Cities: Skyline

Mar 17, 2015 08:29

A game I just recently bought and started playing is Cities: Skyline, published by Paradox and made by the same people, Colossal Order, who made Cities in Motion 1 and 2. I haven't talked about a game for a while on here because I haven't found one that's been fun or interesting enough to talk about. This has changed, because Cities: Skylines is awesome.

Cities: Skylines is a city building sim in the style of Sim City. For the last years, city building sims have been in a bit of decline. Monte Cristo entered into the market with their Cities series of games, which pushed the genre forwards, allowing bendy roads, non-circular radii for building effects and dynamically zoned areas. They pushed the genre forwards, but being as innovative as they are, they went bankrupt and didn't quite do it right.

Maxis, the undisputed rulers of this genre, came out with the latest SimCity which tried to respond to these developments. The result was a game that was interesting, had potential, but was seriously bugged and couldn't handle city sizes of any decent size. In doing so, Maxis undoubtedly shot themselves in the foot.

Along come Colossal Order, who don't have any experience in the genre, but did make Cities in Motion 1 and 2. Having played the second one, it's obvious that the engine they created for the CiM series is actually pretty damn good, something that could be adapted to make a proper city simulation game. Hence the, I was going to say hype, but it's more expectation. People were saying that, should they do an even passable job of adapting their engine, the game should be really good.

I've been playing it and... I can say it's truly amazing. I've managed to grow a city from nothing to 80,000 inhabitants and the games attention to detail is truly stunning. Where the game excels is the road modelling and transport. Place junctions too close to each other, fail to design a highway interchange correctly and everything comes to a grinding halt. Once that happens, city services, which use the roads, start to clog up and undertakers can't collect corpses, garbage stops being collected. Industry can't deliver, police cars can't get to crime scenes and ambulances can't get to medical emergencies. In short, everything goes very badly to hell.

Zoning is based around the roads. By placing roads, little squares show up next to them, in which it's possible to paint zones in any way you want. So, if you want a mainly residential block with corner shops, that's eminently doable. Or office areas with small commercial units tucked into them so that your office drones can grab their morning coffee, that's doable too.

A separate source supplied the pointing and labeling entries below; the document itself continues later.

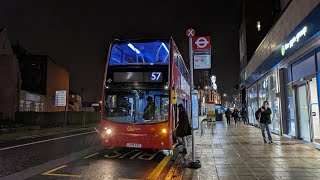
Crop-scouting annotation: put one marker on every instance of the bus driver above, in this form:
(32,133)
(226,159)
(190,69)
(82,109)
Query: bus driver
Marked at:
(149,110)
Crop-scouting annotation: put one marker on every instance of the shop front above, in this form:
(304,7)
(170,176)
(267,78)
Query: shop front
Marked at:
(289,79)
(302,98)
(265,90)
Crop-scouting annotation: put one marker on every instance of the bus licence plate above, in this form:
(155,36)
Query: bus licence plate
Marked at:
(133,145)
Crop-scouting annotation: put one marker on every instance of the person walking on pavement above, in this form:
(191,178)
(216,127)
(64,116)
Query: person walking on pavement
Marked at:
(235,115)
(263,116)
(244,116)
(184,129)
(228,115)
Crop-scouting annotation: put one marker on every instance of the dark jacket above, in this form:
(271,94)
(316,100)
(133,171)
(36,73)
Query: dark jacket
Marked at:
(235,114)
(184,128)
(264,116)
(228,113)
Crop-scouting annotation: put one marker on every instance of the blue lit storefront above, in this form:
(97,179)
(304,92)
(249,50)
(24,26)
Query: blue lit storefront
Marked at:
(289,79)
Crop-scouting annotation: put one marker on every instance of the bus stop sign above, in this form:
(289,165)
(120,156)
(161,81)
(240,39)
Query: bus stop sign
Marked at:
(190,32)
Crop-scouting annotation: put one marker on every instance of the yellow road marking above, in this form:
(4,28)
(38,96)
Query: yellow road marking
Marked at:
(90,155)
(156,172)
(50,172)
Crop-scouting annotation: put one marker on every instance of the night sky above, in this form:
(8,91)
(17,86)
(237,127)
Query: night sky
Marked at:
(77,34)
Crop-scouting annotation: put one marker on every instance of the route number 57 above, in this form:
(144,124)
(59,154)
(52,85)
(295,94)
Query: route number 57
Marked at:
(155,76)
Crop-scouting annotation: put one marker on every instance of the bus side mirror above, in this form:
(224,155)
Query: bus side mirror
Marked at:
(173,97)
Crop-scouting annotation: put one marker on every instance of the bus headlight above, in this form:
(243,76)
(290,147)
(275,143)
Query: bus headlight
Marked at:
(164,131)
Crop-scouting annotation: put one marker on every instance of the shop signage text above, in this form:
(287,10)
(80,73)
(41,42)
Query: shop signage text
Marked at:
(295,39)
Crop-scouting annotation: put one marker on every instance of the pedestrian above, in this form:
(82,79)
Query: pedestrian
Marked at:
(244,116)
(236,115)
(184,129)
(228,115)
(263,116)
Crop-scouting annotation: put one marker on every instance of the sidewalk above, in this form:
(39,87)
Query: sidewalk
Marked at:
(239,153)
(43,132)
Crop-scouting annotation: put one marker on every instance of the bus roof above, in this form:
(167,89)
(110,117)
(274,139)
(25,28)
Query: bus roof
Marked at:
(140,52)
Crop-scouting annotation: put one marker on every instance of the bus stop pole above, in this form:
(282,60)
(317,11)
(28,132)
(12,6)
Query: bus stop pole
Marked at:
(193,164)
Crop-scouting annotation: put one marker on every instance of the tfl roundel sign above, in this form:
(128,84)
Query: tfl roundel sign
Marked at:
(201,43)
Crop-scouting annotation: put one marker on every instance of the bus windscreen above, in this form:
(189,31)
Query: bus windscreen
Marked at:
(138,76)
(136,106)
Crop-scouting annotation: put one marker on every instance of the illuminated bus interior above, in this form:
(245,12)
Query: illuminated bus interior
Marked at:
(139,53)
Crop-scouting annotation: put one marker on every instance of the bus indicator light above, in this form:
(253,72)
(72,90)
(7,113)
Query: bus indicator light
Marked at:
(164,131)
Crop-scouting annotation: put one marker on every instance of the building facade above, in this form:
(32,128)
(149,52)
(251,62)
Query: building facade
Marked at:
(9,78)
(284,70)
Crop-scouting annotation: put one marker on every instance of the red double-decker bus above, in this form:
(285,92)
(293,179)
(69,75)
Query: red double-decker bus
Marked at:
(143,83)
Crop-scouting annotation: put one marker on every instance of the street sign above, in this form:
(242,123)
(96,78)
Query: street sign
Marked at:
(195,110)
(190,32)
(201,43)
(202,52)
(61,98)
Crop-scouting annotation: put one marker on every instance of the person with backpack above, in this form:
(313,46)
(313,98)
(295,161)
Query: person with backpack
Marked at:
(263,116)
(184,129)
(235,115)
(228,115)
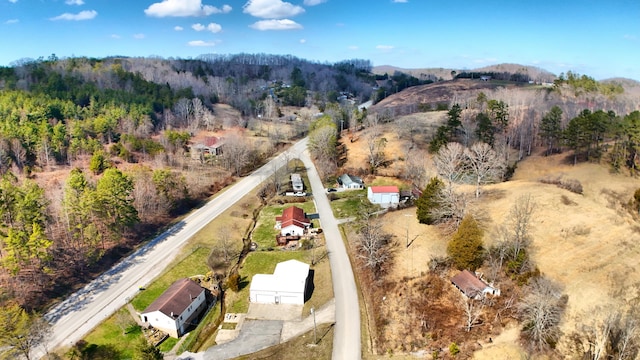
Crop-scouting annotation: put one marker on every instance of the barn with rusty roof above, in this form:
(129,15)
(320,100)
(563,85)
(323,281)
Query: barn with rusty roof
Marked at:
(472,286)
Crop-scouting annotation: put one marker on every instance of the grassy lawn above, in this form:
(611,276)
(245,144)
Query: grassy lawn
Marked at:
(109,336)
(264,233)
(194,264)
(191,261)
(347,203)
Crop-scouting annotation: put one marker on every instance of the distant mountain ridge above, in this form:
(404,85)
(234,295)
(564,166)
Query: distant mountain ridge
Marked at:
(533,72)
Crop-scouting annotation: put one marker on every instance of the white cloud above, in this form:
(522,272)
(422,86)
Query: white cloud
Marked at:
(213,27)
(485,61)
(284,24)
(82,15)
(271,9)
(184,8)
(201,43)
(313,2)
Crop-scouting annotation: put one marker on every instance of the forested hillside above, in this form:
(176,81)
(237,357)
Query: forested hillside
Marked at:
(95,153)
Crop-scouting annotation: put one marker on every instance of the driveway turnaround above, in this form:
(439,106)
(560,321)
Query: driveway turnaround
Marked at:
(255,335)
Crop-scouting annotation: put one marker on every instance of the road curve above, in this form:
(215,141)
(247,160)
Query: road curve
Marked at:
(346,339)
(82,311)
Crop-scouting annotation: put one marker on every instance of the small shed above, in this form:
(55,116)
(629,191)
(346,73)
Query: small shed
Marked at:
(293,222)
(174,310)
(287,284)
(385,196)
(346,181)
(472,286)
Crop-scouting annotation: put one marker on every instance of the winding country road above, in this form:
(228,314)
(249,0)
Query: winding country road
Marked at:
(346,339)
(76,316)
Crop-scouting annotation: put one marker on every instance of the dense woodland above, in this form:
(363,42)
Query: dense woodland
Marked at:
(94,152)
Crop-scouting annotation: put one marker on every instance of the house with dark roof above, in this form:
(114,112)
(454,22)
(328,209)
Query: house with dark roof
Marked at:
(385,196)
(211,145)
(346,181)
(293,222)
(472,286)
(174,311)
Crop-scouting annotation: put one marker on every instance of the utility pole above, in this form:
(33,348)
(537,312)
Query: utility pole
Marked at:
(315,339)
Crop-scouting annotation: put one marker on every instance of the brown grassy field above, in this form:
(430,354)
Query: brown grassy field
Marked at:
(588,243)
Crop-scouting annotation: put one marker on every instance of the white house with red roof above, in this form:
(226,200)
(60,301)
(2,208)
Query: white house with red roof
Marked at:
(385,196)
(293,222)
(174,311)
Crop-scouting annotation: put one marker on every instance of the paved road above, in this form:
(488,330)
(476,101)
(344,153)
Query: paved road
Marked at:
(82,311)
(346,341)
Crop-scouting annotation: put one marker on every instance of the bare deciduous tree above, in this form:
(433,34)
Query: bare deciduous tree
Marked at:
(607,333)
(518,223)
(450,163)
(541,311)
(375,147)
(373,244)
(236,153)
(487,166)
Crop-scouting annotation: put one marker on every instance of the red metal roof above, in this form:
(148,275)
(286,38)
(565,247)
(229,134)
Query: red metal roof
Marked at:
(384,189)
(211,141)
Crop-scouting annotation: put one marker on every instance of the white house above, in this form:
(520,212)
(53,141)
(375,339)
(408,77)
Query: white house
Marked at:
(347,181)
(286,285)
(174,311)
(296,182)
(472,286)
(293,222)
(385,196)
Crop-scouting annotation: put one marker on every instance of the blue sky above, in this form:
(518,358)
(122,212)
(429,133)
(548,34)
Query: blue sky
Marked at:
(599,38)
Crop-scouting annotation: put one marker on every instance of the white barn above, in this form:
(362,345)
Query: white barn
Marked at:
(286,285)
(385,196)
(174,310)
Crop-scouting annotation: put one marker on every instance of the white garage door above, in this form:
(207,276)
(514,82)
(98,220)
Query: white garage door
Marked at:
(290,299)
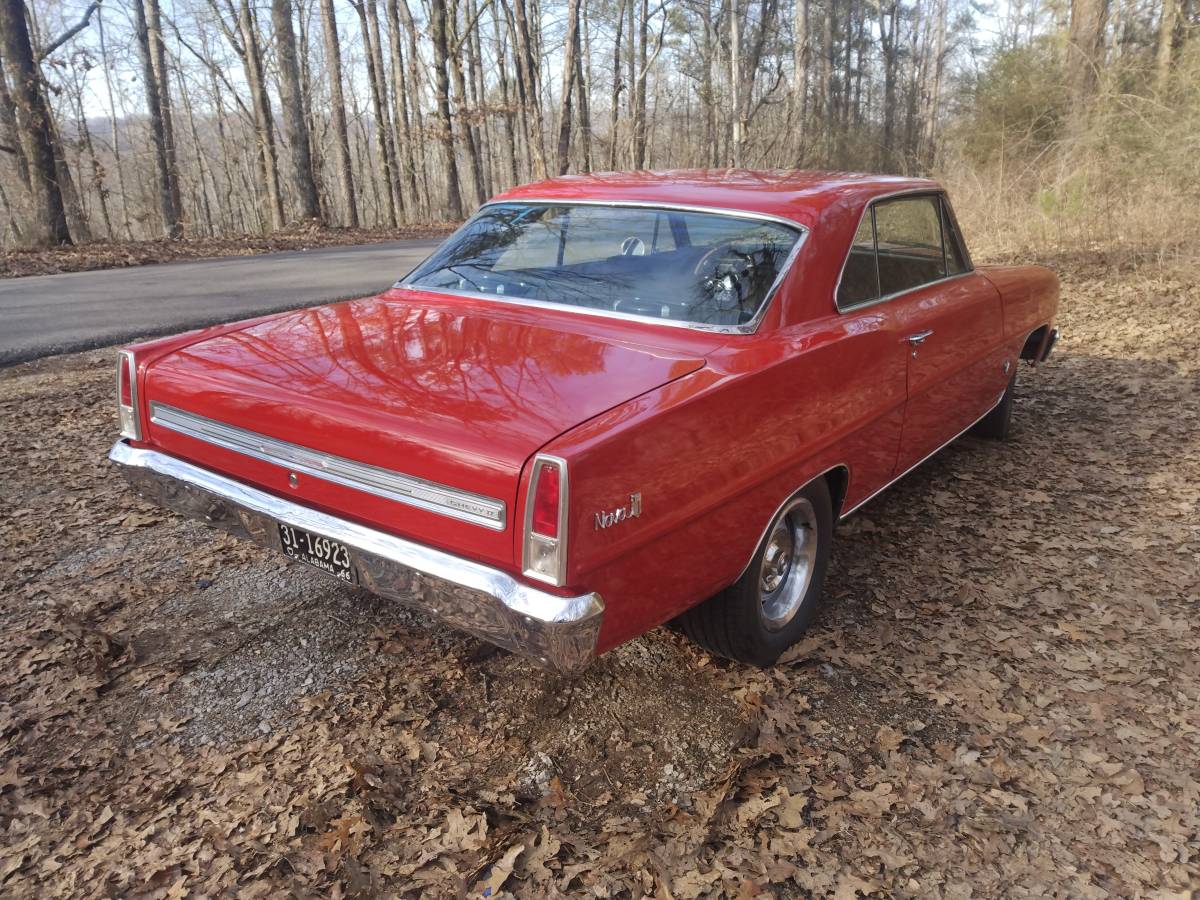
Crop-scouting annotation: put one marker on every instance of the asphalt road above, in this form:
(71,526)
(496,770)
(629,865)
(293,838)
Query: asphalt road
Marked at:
(45,315)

Electricity is spread naturally from adjacent building to adjacent building, but power lines make a comeback. If a gap between powered areas is too wide, no electricity gets to them. The game cares about things like windspeed too, so placing green turbines is a real art form now, with areas being better or worse for wind. The whole level of detail recalls Sim City 4.

The water system is similarly filled with detail. You have water pumps that pump water from the river and sewage pipes that put waste water back in. Put your sewage pipes upriver of your water pumps and... bad things happen. The game cares about water flow and water direction and even has a water model, so when you build that hydro-electric dam across your river, more bad things can happen. Underground pipes spread water and remove sewage from neighbourhoods, which you have to draw.

Public transport is also fun but, bizarrely for a game that descends from one that was designed exclusively about this, it isn't as satisfying as it could be. The rail system is excellent and ports work amazingly. I created a port-side industrial zone and gave it a rail connection and the industrial zone around it went into a mass fit of productivity and investment, which is the first time in any city building game that's happened. The number of times I've tried to zone proper port districts and failed beggars belief. However, the bus system, although simplified, can be a bit hard to use and place lines, while metro systems remain totally below ground and you can't cross paths by having one line go below another. The platforms on the stations are awkward to place and the system could do with a bit of a tweak, which serves to make an excellent system merely good.

Cities: Skyline also passes one amazingly important test, which is hard to adequately explain. It's that of building a city based on how you know your local city or town to work and having the game actually pick up on that and work with you. With Cities: Skylines, you can replicate structures and road patterns you actually see and have them work or not work with realistic effects. It creates a game with a great feel. For example, the success of my port district then overloaded the local highway interchange. Trying to fix that was an exercise in the harsh realities of traffic planning and exactly what should happen with a port district.

Having played it for a while, there are a couple of bugbears I'd like to pick up. The park system is one of them. Parks are rectangular, which makes for awkwardness and difficulty placing them. In the Cities franchise, parks could be made to fit left over area, looking fantastic. I wish this could be done here, to fill in bits and bob left over from non-grid road patterns. Also, something to use dead space in the middle of roads would be good. It would be nice to put parks behind buildings, or create communal gardens. The system also made the Cities franchise farming system work a lot better than it does in Skyline. farms could be dynamically assigned over area between mud track roads.

The second bugbear is that there is no tunnelling. In CiM, roads could be elevated or tunnelled with ease. Here, only elevation works. Tunnelling would be such a useful addition and would give some more complication to laying water pipes, which at the moment is a bit simplistic. Both of these are the two biggest shatterers of the almost realistic quality of the simulation.

Cities: Skyline is the most innovative game of the city building genre to come along in a very long time. I can't recommend it enough.